Details
- Date: 4 June 2002
- Location: Uttar Pradesh, India

Statistics
- Bus: 1 (local bus)
- Trains: 1 (Kanpur Central-Kasganj Express)
- Deaths: 49
- Injured: 29

= Kasganj level crossing disaster =

Rail disaster in India

The Kasganj level crossing disaster was the crash of a passenger bus with an express train near the town of Kasganj in Uttar Pradesh, India on 4 June 2002.

== Overview ==

At around 1 p.m. in the village of Chandi a local bus, carrying around 60 people came to a level crossing near Kasganj. The driver drove through the manned crossing barriers, which were open to road traffic, in front of an oncoming express train. The train driver, operating the Kanpur to Kasganj route, had no time to stop, and hit the bus at 113 km/h, slicing the vehicle in two. The front half of the bus was thrown into a nearby canal, where it rapidly sank, drowning all those inside not killed in the initial crash. The rear of the bus was dragged along the track by the train, which came to a halt after 246 m.

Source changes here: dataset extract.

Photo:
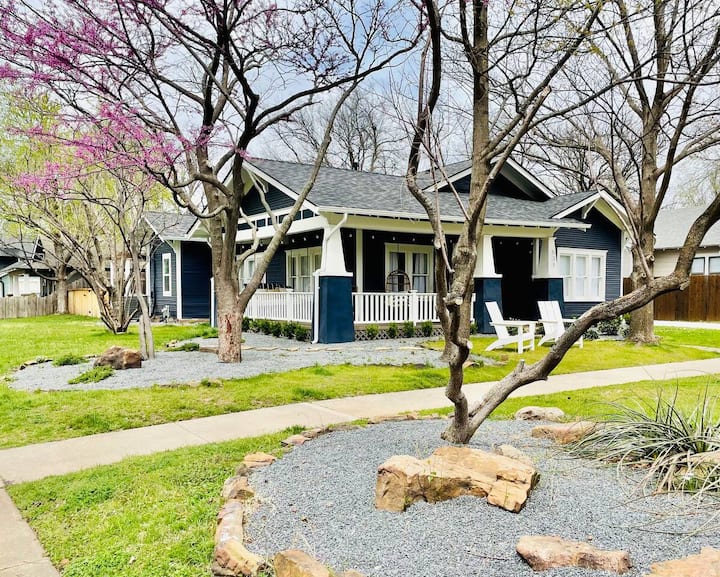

Forty-nine people, all on the bus, died as a result of the crash and another 29 were injured, seven of them seriously.

== Aftermath ==

The statutory investigation report cited the fact that the manned crossing barriers were open to road traffic and not interlocked to protecting rail signals; it also identified that the train was dispatched in violation of standing instructions.